Scenario 2: New Employer Reimburses the Buyout
Many companies, especially in competitive sectors like IT, BFSI, and product startups, offer joining bonuses specifically to cover notice period buyout costs. This reimbursement is fully taxable as a perquisite under Section 17(2) of the Income Tax Act, 1961.
Your new employer must:
- Include the reimbursement in your Form 16
- Deduct TDS on the amount
- Report it as salary income in your annual statement
Reference: Section 17 — Income Tax Department, Government of India
Scenario 3: Employer Waives the Notice Period
If your employer agrees to relieve you immediately without requiring payment, there is no tax event. The waiver is a contractual accommodation and does not create taxable income in either party's hands.

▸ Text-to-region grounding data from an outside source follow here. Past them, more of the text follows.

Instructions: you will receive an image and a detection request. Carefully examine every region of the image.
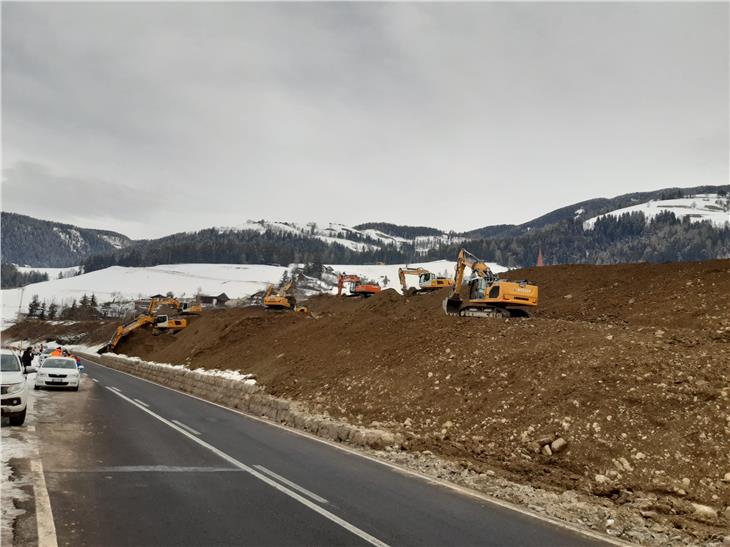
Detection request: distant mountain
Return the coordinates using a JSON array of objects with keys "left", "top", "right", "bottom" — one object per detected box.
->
[
  {"left": 6, "top": 184, "right": 730, "bottom": 274},
  {"left": 81, "top": 220, "right": 465, "bottom": 273},
  {"left": 583, "top": 193, "right": 729, "bottom": 229},
  {"left": 466, "top": 185, "right": 728, "bottom": 239},
  {"left": 426, "top": 186, "right": 730, "bottom": 267},
  {"left": 1, "top": 212, "right": 132, "bottom": 267},
  {"left": 219, "top": 220, "right": 462, "bottom": 253}
]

Legal Framework: What the Law Actually Says
No Statutory Cap on Notice Period in India (Central Law)
India does not have a central law that caps notice periods in private employment. The obligation is entirely defined by your contract. This is why some senior executives have 3–6 month notice clauses — there is no law preventing it.
State Shops and Establishments Acts
Each state regulates commercial establishments under its own Shops and Establishments Act. These acts typically set the minimum notice an employer must give before terminating an employee — they do not cap what an employee owes on resignation.
State-specific minimums for employer-initiated termination (not resignation):
- Karnataka: 1 month for confirmed employees; 7 days for probation period employees
- Delhi: 30 days notice (or salary in lieu) from employer; 15 days from employee
- Maharashtra: 30 days for employees with under 1 year of service (Maharashtra Shops and Establishments Act, 2017)
- Telangana & Andhra Pradesh: 14 days for employer-initiated termination
Your employment contract can specify a longer notice period than the state minimum. It cannot specify a shorter one.
Reference: Notice Period Rules in India 2026 — Karnataka HR Hub
The Industrial Employment (Standing Orders) Act, 1946
For companies with 100+ workers, the Industrial Employment (Standing Orders) Act governs the terms of employment. Standing orders must specify notice period requirements and must be certified by the relevant authority. Most IT and white-collar employers, however, are governed by state Shops and Establishments Acts rather than this central act.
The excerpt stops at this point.